From the perspective of an academic studying the development of IP law, there is the concern that IP right-holders seem to resort to the USSFTA as the ‘cure all’ medication for their woes and mistakes, using it to argue for rights which they do not have in domestic law. A recent case illustrates this danger. The Singapore copyright licensee of Japanese animés (cartoon animations) brought proceedings in its own name against an Internet service provider (ISP) for pre-action discovery to obtain from the defendant the identities of its clients who allegedly downloaded these Japanese animés.37 The dispute did not involve the question of whether there was copyright infringement or even the responsibilities of ISPs under the copyright law. It was a simple issue of locus standii—whether a non-exclusive licensee could bring legal proceedings in its own name to enforce the rights of the copyright owner. As noted by the court in this case, the copyright owners in this case, whether for cultural and/or corporate reasons and/or whatever other reasons, were reluctant to bring legal proceedings.

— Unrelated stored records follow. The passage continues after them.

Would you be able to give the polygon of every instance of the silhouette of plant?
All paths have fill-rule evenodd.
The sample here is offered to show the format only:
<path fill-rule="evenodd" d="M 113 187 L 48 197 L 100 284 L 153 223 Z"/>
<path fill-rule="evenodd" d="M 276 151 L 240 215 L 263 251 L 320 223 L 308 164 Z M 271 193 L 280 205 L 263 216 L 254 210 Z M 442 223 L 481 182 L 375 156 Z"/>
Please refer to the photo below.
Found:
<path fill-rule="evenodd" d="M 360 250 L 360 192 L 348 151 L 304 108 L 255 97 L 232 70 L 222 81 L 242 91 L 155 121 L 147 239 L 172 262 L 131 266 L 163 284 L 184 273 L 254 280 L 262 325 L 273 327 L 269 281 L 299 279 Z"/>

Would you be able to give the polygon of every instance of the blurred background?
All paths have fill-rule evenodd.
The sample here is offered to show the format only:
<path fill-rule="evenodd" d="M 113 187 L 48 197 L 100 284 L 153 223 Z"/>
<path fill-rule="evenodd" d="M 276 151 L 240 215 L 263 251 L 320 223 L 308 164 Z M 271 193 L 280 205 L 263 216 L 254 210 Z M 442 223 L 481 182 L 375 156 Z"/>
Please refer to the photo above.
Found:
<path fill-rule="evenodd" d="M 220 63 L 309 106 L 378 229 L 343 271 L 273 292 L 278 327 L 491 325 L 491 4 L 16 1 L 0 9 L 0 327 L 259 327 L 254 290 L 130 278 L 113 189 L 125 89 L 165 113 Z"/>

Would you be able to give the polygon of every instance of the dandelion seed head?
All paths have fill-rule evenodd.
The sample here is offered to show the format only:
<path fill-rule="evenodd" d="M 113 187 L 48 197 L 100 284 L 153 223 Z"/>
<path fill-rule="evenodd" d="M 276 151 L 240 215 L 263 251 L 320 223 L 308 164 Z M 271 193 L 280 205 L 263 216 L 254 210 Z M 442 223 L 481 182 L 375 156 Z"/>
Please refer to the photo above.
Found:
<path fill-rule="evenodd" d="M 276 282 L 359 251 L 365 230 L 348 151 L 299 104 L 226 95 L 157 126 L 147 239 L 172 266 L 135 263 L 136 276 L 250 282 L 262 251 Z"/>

It is very clear from the provisions of the copyright legislation of Singapore that, apart from the copyright owner, an exclusive licensee may bring an action for copyright infringement in its own name (without joining the copyright owner as plaintiff or adding the copyright owner as a defendant, unless the court orders otherwise). There is no statutory provision for a non-exclusive licensee to sue for copyright infringement (and this has been confirmed by case law) and accordingly no right for the non-exclusive licensee to apply for pre-action discovery. Nonetheless, the non-exclusive licensee in this dispute—the plaintiff—defended its position rigorously by arguing inter alia that there is a provision in the US copyright empowering ‘a person authorised to act on the [copyright] owner’s behalf’ to apply for discovery against an ISP, and that this was envisaged by the enforcement provisions in the US-Singapore FTA which guaranteed that copyright owners shall be able to obtain ‘expeditiously’ the identities of alleged infringers from an ISP.38 Thankfully, this attempt to ‘Americanize’ Singapore copyright law was rejected by the court.
Upon the signing of USSFTA, there was concern that the IP Chapter in this FTA would become the template for other free trade negotiations. As far as Singapore is concerned, this concern has not materialised: there were many more regional and bilateral FTAs/EPAs signed by Singapore after the one signed with the US, and none of these agreements contains anything remotely resembling the IP Chapter in the US-Singapore FTA. On the contrary, there seems to be an understanding in the negotiations that the subject-matter of IP should be left to be governed by the TRIPS Agreement. It must be this reason that prompted the inclusion in many of the later FTAs/EPAs a provision where the signatories reaffirmed their commitment to WTO disciplines and more specifically their commitment to the TRIPS Agreement.39 Another example is a provision where the signatories agreed to interpret and implement their patent laws in a way that is consistent with the Doha Declaration on the TRIPS Agreement and Public Health.40
In fact, there can even be detected a certain amount of ‘pull back’ from overly-strong IP protection. For example, some of the later FTAs/EPAs contain expressions of commitment to protect ‘public morals, order or safety’ and ‘human, animal or plant life or health’.41 Another example is the provision in the Singapore-Costa Rica FTA (2010) where the parties ‘acknowledge and reaffirm the principles established in the Convention on Biological Diversity adopted on 5 June 1992 and encourage a mutually supportive relationship between the TRIPS Agreement and the Convention on Biological Diversity’.
In short, Singapore recognises that what is sauce for the goose (a very high level of IP protection in Singapore) may not be appropriate sauce for the gander (similarly high level of IP protection in her trading partners). It remains to be seen if the position changes in the negotiations for the proposed Trans-Pacific Partnership Agreement.